A friend of mine, this guy, he went on a date and he lives on one end of the US, this girl lives on the OTHER end of the US, and he flew over there, 4 hour trip, and he didn't get to even spend alone time with her, (at least, not enough to make the flight worthwhile). He went with her and her family to go bowling (first mistake, dont introduce your date to your family, you just met, not getting married!), and her dad is asking him a million questions like what does he want to do with his life, second, she takes him to her best friends house, where she askes him a hundred questions..and then he meets all her friends and play some card game...........
Come on now...this girl doesn't date often it seems, but she's making every mistake in the book on the first date. I'm surprised though, my friend said he didn't mind, he likes her that much. But he did wish he wanted alone time, because they couldn't even kiss or hold hands. Now, that's her fault.
One of my rules to live by is to never say or ask anything important over a text message. Once, a guy who I had been on three dates with asked me to be in an exclusive relationship through a text message. I had been planning on breaking up with him that night (in person), but he was persistant in receiving an answer right then, so I had to break up with him through a text. Important relationship conversations should always be discussed in person or over the phone, otherwise it seems less caring and more rude and impersonal.
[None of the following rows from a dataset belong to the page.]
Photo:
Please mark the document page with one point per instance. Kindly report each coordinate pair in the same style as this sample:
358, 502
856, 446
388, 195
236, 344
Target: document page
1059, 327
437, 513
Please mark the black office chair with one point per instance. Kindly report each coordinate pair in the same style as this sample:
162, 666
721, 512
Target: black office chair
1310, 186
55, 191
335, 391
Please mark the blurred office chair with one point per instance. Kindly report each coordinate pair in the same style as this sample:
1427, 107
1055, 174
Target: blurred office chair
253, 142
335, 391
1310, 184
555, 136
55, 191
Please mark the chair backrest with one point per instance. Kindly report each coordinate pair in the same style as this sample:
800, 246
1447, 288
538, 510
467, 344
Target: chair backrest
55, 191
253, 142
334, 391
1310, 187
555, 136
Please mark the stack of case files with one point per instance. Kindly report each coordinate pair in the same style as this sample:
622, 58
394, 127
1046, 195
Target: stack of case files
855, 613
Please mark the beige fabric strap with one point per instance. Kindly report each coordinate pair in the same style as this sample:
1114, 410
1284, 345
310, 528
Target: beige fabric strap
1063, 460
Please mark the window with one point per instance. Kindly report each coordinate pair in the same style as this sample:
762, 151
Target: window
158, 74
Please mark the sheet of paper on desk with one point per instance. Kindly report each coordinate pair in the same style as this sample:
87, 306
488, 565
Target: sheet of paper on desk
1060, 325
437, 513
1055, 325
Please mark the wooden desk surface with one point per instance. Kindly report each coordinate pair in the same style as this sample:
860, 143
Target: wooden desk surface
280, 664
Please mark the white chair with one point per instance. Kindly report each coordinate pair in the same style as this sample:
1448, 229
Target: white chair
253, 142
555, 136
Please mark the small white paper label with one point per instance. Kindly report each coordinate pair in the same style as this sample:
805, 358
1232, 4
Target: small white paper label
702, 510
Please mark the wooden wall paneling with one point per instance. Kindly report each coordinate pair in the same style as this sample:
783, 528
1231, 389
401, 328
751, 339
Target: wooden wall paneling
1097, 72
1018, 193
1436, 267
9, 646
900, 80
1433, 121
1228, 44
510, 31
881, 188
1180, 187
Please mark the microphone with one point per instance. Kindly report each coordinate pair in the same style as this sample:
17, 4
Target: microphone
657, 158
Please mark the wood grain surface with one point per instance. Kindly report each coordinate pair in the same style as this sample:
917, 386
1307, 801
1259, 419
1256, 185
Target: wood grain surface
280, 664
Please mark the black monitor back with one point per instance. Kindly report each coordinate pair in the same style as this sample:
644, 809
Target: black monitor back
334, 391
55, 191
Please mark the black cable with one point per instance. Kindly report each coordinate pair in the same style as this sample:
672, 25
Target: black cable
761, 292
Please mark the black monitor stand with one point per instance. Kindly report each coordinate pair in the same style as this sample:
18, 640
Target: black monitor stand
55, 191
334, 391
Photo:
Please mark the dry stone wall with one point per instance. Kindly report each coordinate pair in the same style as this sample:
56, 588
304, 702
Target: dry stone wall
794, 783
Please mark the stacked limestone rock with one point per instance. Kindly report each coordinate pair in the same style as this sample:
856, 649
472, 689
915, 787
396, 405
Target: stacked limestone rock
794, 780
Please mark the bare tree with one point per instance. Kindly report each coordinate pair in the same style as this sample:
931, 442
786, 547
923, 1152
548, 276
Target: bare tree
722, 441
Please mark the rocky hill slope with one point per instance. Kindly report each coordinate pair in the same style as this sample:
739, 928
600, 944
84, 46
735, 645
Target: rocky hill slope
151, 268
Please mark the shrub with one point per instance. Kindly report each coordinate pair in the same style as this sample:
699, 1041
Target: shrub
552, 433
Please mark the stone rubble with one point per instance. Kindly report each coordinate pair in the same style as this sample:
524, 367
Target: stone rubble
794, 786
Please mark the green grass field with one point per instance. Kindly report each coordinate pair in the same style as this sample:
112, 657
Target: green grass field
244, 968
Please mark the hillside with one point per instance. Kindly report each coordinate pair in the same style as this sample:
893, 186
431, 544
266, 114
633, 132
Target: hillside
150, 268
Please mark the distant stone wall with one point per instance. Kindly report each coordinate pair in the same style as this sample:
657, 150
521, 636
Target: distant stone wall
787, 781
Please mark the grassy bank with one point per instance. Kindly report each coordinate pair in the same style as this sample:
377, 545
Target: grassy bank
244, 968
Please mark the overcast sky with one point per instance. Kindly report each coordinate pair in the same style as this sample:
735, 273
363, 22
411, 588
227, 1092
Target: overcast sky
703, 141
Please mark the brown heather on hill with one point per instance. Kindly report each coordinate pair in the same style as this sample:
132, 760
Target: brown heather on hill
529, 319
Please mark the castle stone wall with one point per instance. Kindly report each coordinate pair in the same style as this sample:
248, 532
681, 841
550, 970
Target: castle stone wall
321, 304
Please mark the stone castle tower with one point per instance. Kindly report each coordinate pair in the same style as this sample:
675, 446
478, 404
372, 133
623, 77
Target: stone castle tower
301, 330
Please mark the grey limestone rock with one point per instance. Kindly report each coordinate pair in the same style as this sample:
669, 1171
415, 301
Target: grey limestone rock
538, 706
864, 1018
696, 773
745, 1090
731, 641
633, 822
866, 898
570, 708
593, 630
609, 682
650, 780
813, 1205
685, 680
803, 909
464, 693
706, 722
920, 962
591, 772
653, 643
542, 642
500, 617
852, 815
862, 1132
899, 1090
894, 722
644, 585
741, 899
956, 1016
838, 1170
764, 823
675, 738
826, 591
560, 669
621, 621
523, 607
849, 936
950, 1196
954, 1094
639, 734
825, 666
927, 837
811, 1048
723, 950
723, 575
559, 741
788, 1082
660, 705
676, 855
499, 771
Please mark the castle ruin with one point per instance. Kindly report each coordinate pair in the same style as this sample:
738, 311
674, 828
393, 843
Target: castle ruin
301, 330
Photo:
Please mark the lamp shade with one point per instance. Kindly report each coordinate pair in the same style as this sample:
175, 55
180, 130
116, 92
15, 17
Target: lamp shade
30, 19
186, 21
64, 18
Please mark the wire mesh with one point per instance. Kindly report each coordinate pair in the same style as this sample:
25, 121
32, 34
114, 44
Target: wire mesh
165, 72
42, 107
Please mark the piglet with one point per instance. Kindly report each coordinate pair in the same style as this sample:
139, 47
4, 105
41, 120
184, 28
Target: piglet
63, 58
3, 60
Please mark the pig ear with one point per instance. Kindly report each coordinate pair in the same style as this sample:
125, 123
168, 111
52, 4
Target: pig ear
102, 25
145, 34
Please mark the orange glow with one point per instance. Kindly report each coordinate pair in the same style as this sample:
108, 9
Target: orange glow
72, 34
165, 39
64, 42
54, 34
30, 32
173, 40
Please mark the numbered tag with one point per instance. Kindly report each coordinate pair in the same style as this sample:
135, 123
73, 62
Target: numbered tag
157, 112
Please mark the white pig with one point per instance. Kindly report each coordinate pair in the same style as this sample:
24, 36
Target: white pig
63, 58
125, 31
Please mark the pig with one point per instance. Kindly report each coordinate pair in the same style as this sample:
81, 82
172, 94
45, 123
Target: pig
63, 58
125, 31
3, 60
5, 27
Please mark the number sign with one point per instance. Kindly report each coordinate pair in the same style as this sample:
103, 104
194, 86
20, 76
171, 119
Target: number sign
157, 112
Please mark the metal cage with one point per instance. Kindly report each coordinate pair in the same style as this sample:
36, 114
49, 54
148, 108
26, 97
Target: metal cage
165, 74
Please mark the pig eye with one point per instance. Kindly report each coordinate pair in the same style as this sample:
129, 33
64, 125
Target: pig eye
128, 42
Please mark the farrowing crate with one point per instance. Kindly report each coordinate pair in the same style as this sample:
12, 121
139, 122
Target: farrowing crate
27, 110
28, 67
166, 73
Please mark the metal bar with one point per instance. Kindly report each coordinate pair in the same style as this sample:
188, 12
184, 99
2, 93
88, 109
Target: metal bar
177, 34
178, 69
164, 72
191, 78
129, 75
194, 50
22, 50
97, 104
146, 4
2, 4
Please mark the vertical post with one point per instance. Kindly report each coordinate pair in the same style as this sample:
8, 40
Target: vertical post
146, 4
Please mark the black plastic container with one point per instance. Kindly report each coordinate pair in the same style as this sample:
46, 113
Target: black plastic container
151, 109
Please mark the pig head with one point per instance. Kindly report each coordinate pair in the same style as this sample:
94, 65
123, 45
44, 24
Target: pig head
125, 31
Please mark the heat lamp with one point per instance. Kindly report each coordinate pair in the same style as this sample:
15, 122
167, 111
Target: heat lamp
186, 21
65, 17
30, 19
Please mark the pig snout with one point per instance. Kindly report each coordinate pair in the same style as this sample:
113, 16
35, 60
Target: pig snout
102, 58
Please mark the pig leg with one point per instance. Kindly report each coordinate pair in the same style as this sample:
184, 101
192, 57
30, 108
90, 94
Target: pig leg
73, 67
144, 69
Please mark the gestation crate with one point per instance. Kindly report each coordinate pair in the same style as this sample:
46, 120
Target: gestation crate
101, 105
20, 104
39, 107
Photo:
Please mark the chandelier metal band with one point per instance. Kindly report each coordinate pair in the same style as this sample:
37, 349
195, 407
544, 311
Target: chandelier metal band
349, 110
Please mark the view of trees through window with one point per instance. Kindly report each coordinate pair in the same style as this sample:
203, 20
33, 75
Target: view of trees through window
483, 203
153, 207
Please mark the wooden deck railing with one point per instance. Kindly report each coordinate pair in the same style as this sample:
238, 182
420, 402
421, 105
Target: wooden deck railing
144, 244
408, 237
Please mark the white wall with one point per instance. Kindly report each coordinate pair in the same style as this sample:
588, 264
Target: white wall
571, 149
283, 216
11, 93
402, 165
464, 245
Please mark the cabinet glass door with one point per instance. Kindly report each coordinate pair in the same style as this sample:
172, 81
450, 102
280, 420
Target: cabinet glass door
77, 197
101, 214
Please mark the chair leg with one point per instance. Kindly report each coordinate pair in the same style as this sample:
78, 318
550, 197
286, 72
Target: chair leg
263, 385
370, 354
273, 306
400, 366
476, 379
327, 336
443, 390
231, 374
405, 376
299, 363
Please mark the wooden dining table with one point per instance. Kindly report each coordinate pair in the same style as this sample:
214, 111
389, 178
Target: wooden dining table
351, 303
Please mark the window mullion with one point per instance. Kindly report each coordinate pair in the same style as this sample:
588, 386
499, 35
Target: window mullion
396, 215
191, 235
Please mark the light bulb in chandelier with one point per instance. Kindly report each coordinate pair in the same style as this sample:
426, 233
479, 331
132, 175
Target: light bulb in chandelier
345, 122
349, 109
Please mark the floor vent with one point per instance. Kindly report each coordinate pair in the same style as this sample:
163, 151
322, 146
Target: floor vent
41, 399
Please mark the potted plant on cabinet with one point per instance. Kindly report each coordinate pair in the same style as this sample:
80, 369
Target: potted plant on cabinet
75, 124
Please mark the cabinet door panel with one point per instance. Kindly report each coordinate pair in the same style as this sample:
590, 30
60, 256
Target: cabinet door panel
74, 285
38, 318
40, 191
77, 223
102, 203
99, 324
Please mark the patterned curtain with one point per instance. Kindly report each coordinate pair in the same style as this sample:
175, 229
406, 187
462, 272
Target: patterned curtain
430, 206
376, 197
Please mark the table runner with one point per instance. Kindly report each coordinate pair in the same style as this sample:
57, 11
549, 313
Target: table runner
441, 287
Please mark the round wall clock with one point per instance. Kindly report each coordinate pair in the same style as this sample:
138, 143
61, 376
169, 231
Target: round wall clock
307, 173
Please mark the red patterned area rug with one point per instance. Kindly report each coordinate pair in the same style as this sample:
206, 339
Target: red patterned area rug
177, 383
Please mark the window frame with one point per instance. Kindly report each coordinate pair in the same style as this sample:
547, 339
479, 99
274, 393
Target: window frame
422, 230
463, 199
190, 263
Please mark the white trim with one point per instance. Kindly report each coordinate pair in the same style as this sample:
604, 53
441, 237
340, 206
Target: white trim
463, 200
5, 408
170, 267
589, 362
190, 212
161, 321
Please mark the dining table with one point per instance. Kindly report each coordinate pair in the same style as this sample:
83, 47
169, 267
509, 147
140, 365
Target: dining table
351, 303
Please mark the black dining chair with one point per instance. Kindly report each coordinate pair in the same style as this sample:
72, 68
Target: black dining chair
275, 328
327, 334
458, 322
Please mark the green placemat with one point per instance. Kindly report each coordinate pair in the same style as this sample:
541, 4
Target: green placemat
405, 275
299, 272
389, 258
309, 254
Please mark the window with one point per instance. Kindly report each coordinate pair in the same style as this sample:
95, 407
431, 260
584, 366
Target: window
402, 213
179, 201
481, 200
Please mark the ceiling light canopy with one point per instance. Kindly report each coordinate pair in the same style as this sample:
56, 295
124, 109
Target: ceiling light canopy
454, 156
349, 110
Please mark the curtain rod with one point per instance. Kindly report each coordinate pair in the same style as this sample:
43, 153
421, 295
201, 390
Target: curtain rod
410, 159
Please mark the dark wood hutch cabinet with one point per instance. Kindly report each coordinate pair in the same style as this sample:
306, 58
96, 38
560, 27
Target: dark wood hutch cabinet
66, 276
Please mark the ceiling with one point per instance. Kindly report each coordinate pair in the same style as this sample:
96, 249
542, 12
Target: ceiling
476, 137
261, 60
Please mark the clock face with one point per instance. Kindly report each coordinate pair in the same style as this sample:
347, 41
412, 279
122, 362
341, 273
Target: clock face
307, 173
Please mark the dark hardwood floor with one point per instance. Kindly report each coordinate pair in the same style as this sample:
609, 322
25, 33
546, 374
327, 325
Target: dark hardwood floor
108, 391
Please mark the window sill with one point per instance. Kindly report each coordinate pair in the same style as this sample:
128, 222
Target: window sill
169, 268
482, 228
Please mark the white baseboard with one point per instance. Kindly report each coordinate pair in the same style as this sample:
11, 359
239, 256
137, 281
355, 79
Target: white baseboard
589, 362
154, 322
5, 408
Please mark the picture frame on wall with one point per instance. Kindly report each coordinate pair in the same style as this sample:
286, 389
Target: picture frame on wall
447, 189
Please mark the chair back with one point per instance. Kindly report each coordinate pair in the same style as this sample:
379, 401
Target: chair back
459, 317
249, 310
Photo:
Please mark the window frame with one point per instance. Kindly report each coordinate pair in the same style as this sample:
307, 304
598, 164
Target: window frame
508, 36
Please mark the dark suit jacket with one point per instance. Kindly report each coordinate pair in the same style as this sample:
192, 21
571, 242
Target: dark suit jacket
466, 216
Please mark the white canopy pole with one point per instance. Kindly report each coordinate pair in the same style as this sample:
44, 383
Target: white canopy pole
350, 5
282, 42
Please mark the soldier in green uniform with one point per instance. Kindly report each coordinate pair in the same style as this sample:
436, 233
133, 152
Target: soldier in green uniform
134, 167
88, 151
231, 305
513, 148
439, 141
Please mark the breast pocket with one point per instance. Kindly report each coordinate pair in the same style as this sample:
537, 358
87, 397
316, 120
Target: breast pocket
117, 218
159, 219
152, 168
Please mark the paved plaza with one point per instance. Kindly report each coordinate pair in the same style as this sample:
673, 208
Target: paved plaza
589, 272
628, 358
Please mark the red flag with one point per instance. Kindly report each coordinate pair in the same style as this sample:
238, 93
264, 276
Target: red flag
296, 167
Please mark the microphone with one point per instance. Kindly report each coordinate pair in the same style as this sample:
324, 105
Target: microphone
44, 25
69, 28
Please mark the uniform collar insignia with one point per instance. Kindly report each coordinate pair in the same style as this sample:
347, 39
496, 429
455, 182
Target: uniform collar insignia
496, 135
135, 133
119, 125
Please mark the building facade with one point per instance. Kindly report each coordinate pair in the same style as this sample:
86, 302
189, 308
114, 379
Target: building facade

Our society has become so impersonal that we cannot even speak to each other. We would be so much better off if we did. The more modern electronic gadgets that we have, the less time we have to communicate with each other. Although I, like many in this world have a cell phone, I am not into text messaging because I believe in the old fashioned way to communicate, by speaking with someone. Oh, I do send e-mail but I have also been known to write letters, they are more personal and I do speak with people on the telephone because it is more personal than texting. The personal approach is still and will always be the best way, in my opinion to communicate with someone. When a fad interferes with personal communication between persons, it is not worth bothering with. Sending a bunch of gibberish over the airwaves must never be allowed to completely displace oral communication. We have come quite far since the days that we communicated with each other by pointing and grunting, but it looks to me like we are returning to the previous method. I fail to understand why we are so busy texting that we fail to pay attention to persons and events around us. Someone can be injured or even killed if we are too busy to pay attention. We have become so intoxicated with texting or talking on the phone that we do not pay attention. DUI or DWI citations should include driving while texting. If you are driving and desire to phone or text, have the courtesy to pull over and stop rather than endanger others on the road with your lack of attention. Enough said!!